In the summer of 2019, Jeff Lowenfels told me, one of his friends successfully grew okra in Anchorage. Lowenfels could not believe it. The crop was shorthand for all the change he has witnessed since he moved to the city in the 1970s, a distance between past and present that he has measured in vegetables and fruits — from cabbage, snow peas and potatoes to tomatoes, pumpkins and now, incredibly, okra. “Holy crow!” he said. “We can grow anything!”

Lowenfels, a 72-year-old retired lawyer, has written several best-selling books on organic gardening and one on growing cannabis. He is a former president of the Garden Writers Association and was inducted into the organization’s Hall of Fame in 2005; his personal website describes this as “the highest honor a garden writer can achieve.” Perhaps his most notable feat, though, is one of endurance. Lowenfels has written a gardening column for The Anchorage Daily News since November 1976. It is the country’s longest-running such column. In it, he gives advice: on the care and feeding of African violets; on the benefits of raking or not raking your lawn; on how to ward off hungry moose. He also observes. Gardening is fundamentally a local endeavor, an experiment in fitting plants to a specific soil and climate. For more than 40 years, Lowenfels has noted Alaskans’ successes with new plants, tracked the lengthening stretch of frost-free days and recorded the arrival of new horticultural pests.

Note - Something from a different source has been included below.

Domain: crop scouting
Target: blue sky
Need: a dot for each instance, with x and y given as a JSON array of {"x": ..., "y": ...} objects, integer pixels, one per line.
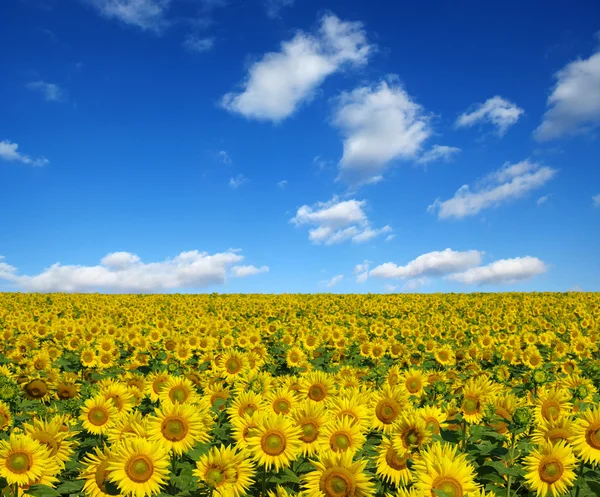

Until the recent past, few people ever set out to create a long-term record of climate change, says Abe Miller-Rushing, an ecologist at Acadia National Park in Maine. Many have done so by accident, though. Foresters write down when trees bud. Flyfishers monitor when aquatic insects hatch. Birders track when migrating birds appear in their yards. Phenology, the study of climate-related biological rhythms — when flowers bloom, for instance, when frogs sing, when birds migrate — had long been viewed as boring, Miller-Rushing says. “Once you had things figured out, you had it figured out, because it happened the same every year.” But then it began to become clear that things weren’t happening the same every year.